Наконец он вышел из кабинета, пожелал меня видеть и сказал, что просит меня не препятствовать мужу моему согласиться на предложение, которое он ему сообщил. Проводив гостя, мой муж сказал мне, что Уваров присылал князя Дундукова просить его принять место помощника попечителя Киевского учебного округа. Многие студенты университета Св. Владимира были замешаны в политическом заговоре. вследствие чего университет был закрыть; попечитель и его помощник должны были выйти в отставку. Мой муж предоставил мне решить взять или нет предлагаемую ему должность. Я не долго колебалась и советовала принять. Хотя мне в Петербурге жилось очень приятно, но я знала благородные стремление моего мужа, его желание приносить пользу и радовалась, что ему предстоит обширное поприще для благотворной деятельности. При том же я всегда имела большое влечение к Киеву и наконец была еще причина заставлявшая меня не жалеть о Петербурге, несмотря на все его привлекательности. Мы жили слишком открыто, слишком нерассчетливо, не по состоянию, — недостаток, к сожалению, встречающийся у нас Русских очень часто. Долгов мы не делали, но едва сводили концы с концами и часто нуждались в деньгах, что ставило нас иногда в затруднительное положение, для меня, по моему характеру, особенно неприятное. Я так привыкла к довольству и так любила независимость, которую всегда стесняет безденежье. Переменить образ жизни в Петербурге было бы затруднительно, в провинции же, с большим жалованьем (6.000 руб. сер.) назначенным моему мужу, мы могли жить очень хорошо.
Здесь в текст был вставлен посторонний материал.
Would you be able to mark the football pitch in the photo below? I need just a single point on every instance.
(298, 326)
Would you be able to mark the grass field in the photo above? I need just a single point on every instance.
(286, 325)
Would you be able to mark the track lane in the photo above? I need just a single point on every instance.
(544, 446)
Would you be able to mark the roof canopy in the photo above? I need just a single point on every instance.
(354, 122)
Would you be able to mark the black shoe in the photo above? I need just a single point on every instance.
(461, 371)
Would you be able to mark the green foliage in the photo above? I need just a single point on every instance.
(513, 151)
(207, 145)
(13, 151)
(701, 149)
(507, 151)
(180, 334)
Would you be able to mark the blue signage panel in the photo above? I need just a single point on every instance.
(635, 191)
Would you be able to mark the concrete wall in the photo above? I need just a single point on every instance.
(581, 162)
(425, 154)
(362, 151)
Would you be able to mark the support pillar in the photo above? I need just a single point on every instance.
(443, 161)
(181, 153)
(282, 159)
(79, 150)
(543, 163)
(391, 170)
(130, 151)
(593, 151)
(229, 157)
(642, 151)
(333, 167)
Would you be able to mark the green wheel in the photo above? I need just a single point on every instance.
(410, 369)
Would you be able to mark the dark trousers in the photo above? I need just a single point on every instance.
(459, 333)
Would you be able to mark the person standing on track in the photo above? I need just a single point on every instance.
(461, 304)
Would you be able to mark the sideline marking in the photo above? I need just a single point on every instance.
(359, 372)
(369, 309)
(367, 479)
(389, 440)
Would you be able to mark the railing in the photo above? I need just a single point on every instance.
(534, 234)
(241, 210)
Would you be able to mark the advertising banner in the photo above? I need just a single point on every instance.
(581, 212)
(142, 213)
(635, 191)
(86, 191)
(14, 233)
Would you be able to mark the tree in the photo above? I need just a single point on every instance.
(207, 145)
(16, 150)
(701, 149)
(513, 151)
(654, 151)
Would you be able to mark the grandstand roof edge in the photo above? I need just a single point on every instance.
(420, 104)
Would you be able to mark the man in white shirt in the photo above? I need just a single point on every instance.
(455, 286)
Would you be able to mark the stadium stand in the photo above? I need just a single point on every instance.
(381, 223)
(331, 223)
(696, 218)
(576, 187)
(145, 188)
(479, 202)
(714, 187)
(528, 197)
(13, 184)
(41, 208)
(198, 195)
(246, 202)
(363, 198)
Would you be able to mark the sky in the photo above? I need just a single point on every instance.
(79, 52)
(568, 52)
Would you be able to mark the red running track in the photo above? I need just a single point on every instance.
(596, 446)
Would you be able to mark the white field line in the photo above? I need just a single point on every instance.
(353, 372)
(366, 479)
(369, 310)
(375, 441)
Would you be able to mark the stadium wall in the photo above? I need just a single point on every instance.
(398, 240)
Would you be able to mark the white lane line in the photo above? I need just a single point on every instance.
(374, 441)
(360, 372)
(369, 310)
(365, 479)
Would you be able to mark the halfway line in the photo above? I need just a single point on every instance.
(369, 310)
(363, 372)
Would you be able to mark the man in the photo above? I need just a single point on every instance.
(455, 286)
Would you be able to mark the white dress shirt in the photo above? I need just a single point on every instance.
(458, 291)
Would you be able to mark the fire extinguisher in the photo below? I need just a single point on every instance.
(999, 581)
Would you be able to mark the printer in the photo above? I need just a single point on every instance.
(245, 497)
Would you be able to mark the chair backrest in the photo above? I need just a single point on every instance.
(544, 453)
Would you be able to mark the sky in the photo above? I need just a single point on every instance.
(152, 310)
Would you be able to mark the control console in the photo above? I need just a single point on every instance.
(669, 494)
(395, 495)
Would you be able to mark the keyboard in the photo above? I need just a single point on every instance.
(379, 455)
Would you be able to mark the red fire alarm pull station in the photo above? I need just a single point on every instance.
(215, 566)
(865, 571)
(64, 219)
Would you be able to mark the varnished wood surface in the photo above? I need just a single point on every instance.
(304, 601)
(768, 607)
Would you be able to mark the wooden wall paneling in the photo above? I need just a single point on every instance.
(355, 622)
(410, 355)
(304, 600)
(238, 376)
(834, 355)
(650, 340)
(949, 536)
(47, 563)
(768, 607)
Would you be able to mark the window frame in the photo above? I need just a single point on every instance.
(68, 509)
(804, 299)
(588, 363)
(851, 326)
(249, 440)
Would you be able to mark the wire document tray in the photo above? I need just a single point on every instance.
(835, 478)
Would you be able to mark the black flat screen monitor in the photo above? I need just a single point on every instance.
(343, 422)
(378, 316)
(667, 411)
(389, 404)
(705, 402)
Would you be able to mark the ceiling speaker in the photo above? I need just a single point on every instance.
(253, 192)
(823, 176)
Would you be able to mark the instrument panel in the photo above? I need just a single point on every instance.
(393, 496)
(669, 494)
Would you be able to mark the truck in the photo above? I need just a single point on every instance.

Словом, во всех отношениях я была как нельзя более довольна нашим переселением. Мой муж часто бывал у министра, который говорил, что никого не мог бы назначить на это место с такою уверенностью как его, передавал свои мысли, свои требование на счет Киевского университета и беспрестанно повторял ему, что он не знает князя Давыдова, которого государю угодно было назначить попечителем, но, что он надеется только на него и его посылает управлять Киевским учебным округом. В ожидании утверждение в должности и прибытие в Петербург князя Давыдова, который был губернатором в Минске и должен был предварительно представиться государю и министру, мы целую зиму прожили в Петербурге.
Я продолжала часто посещать театры; мой муж редко сопровождал меня. Однажды были в очень приятной компании в Большом Театре, и вдруг безо всякой причины мне сделалось невыносимо грустно, и, когда возвратившись домой я позвонила в колокольчик, у меня забилось сердце, и какой-то голос сказал мне, что у вас случилось какое-нибудь несчастие... Моя добрая Настасья Яковлевна отворила мне дверь. Я в ту же минуту заметила, что она взволнована. "Что случилось?" спросила я в испуге. — "Барин чуть не умер," отвечала она мне. Я бросилась в спальню и нашла моего мужа бледного, лежащего на постели. Он с нежностью обнял меня и сказал, что не надеялся более меня увидать. С ним делались такие судороги в горле, что он не мог дышать; послали за доктором. К счастью, в одном с нами доме жил доктор Мандт, в последствии сделавшийся врачом императора Николая и приобретший знаменитость. Он оказал немедленную помощь, предписал средства, от которых мой муж получил облегчение, но три недели проболел и с тех пор никогда совершенно не выздоравливал.
Это было начало, горловой чахотки, от которой он и умер. Когда в этот раз он поправился, я ожила и снова предалась развлечением.